The Core

Why We Are Here => Hardware & Technology => Topic started by: ukgimp on April 14, 2011, 04:17:33 PM

Title: Designing Data Intensive Applications
Post by: ukgimp on April 14, 2011, 04:17:33 PM
I have the seed of an idea, I would like to make sure it scales.

I could be looking at millions of members, each with profiles, that feed out into various outlets (FB Twitter etc)

Is there a best practice or a way of calculating the best dev platform. Whilst it wont be instant, it could get that way with a year or two, so I have to forward think.

I like php/mysql, but will that scale, has anyone studied large scale LAMP web projects that can handle this sort of work.

I think it could be conservative on 4M feeds out per day, or they could be grouped to about 100K.

Any pointers appreciated.

Cheers

Rich



Title: Re: Designing Data Intensive Applications
Post by: PaulH on April 14, 2011, 04:48:04 PM
Facebook was LAMP for a long time - but all their cash went on servers.

Think they way forward is the cloud. Will be moving a lot of our stuff to cloud computing.

Know of, but never tried "NoSQL"
http://en.wikipedia.org/wiki/NoSQL_(concept)
Quote
Real-world NoSQL deployments include Digg's 3 TB for green badges (markers that indicate stories upvoted by others in a social network),[8] Facebook's 50 TB for inbox search, and eBay's 2 PB overall data.

Restrict usage while you scale - makes it more selective and creates demand, but crucially it allows you to grow at own pace and not lose everything due to some massive outage - been reading too many books :)
Title: Re: Designing Data Intensive Applications
Post by: BoL on April 14, 2011, 05:38:50 PM
I think the problem people with with MySQL is that they don't optimize it for their needs, or don't design the table structure 'a better way'.

Changing key_buffer for MyISAM and innodb_buffer_pool for InnoDB can result in huge performance gains as data is left in memory and doesn't touch the disk.

QuoteFacebook was LAMP for a long time

I saw a video that talked about how they optimize MySQL and what tracking tools they use to spot problems and bottlenecks ... and how they kill slow queries.
Title: Re: Designing Data Intensive Applications
Post by: ukgimp on April 14, 2011, 05:54:34 PM
http://highscalability.com/blog/2010/11/4/facebook-at-13-million-queries-per-second-recommends-minimiz.html

Looks like good design and a steady mean response time can win the day
Title: Re: Designing Data Intensive Applications
Post by: Torben on April 14, 2011, 08:20:45 PM
PHP is good enough for Facebook so it's probably good enough for you

>Do NOT build a scaleable system for the future at the cost of getting the system up and running.
PHP is a great choice because you can start simple and then grow in to a more advanced soltion.

An inexperienced programmer can get the worst out of any programming language.

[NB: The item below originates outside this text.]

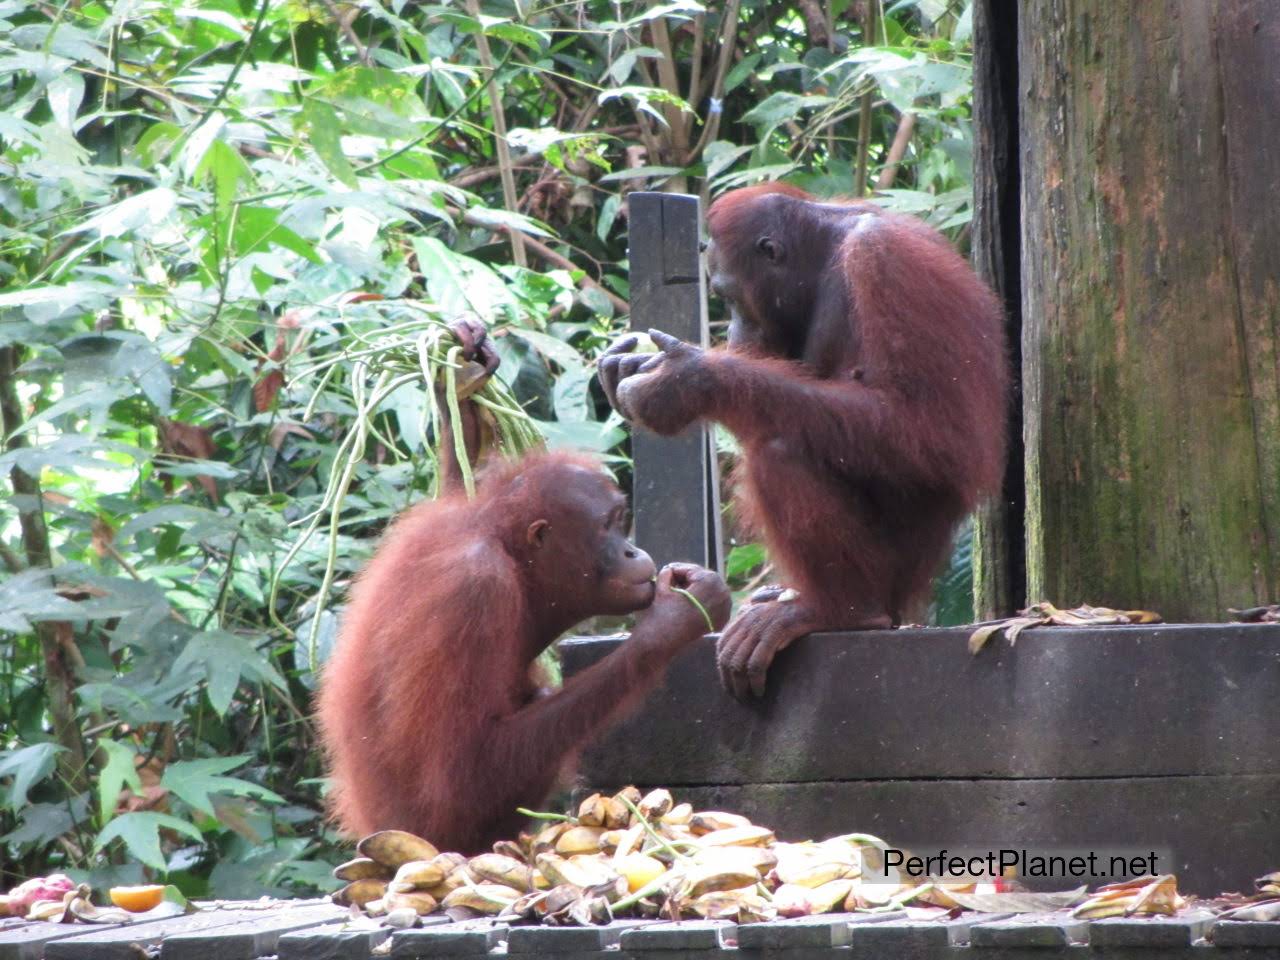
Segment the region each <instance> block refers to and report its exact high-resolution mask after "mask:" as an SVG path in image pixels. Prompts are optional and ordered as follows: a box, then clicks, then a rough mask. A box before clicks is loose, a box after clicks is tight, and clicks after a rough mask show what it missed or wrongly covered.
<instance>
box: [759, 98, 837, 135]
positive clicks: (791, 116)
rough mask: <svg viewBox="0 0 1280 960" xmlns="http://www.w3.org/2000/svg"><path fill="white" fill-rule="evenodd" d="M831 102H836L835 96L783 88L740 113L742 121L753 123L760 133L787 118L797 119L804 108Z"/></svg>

In fact the biggest problem with PHP is that there is much bad code out there.

Make sure you get an experienced PHP programmer from the start.

NoSQL is the new black - for the right job that is. It depends entirely on your application.

Title: Re: Designing Data Intensive Applications
Post by: inbound on April 15, 2011, 03:46:20 AM
Although these books won't give you an definitive answer for your application - they do give you a good grounding on what to think of before you start:

The following 2 books are a good start when thinking of the challenges the back end may throw up:

High Performance MySQL - O'Reilly
Building Scalable Web Sites - O'Reilly

Don't forget the front end:

High Performance Web Sites - O'Reilly
Even Faster Web Sites - O'Reilly

Then there's the OS, CentOS is great if you want a RHEL clone:

Foundations of CentOS Linux - Apress
The definitive Guide to CentOS - Apress

Finally, Apache can be tweaked in many ways:

The 4 books from the Apache Software Foundation

That's about 3,000 pages! The way I use books is to skim them for interesting sections, then read further to find out things I should research further, although you could probably find all that info elsewhere a good set of books can save you a lot of time. There are loads of things that I would have missed if I was just using the web to research stuff.

Very important:

I would caution you about using cloud services when you are concerned about extreme performance - there are many hardware tweaks that will not be available to you if you use a cloud environment (the most obvious of those being the ability to utilise enterprise level Solid State Storage in a physical server - something that cloud servers don't have currently).

I would highly recommend looking at the advantages that decent Solid State Storage can offer (although consumer SSD products can be used creatively to get around the - reducing - issues around write latency/wearout).